Selain itu, ada juga kelompok tani yang merasa dianaktirikan karena belum pernah menerima bantuan sama sekali, sementara kelompok lain justru mendapat bantuan berulang kali. Hal ini menimbulkan kecemburuan dan rasa tidak adil di kalangan petani.
Masalah lain yang tak kalah penting adalah anjloknya harga hasil pertanian saat memasuki masa panen. Para petani merasa dirugikan karena biaya produksi dan biaya hidup yang mahal tidak sebanding dengan hasil yang mereka peroleh. “Kami sudah berjerih payah mengeluarkan modal besar, tapi saat panen harga anjlok. Hutang kami jadi menumpuk,” keluh petani lainnya.

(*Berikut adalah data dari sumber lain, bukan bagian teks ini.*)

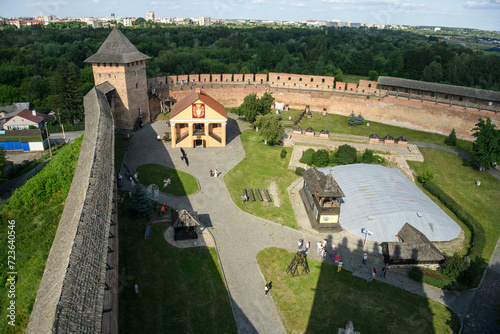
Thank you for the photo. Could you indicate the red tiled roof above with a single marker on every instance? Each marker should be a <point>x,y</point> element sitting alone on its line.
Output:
<point>193,97</point>
<point>27,114</point>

Menanggapi keluhan ini, seorang penyuluh pertanian yang tidak ingin disebutkan namanya menyampaikan “Kami sudah mengajukan permintaan sesuai keinginan petani, tapi entah mengapa yang datang terkadang tidak sesuai. Ini juga membuat kami heran sekaligus prihatin karena akhirnya petani yang menanggung kerugian,” katanya.
Penyuluh juga mengeluhkan terkait kurangnya tenaga penyuluh dan adanya keterlambatan gaji, dari bulan januari hingga saat ini gaji kami belum juga dibayarkan sedangkan tuntutan pekerjaan diharapkan maksimal.
Sejumlah petani di Mangarabombang berharap pemerintah daerah dan dinas terkait dapat segera meninjau kembali kebijakan bantuan dan pemasaran. Mereka menginginkan adanya transparansi dan pendistribusian bantuan yang lebih adil, serta solusi konkret untuk menstabilkan harga hasil pertanian agar kesejahteraan petani dapat meningkat.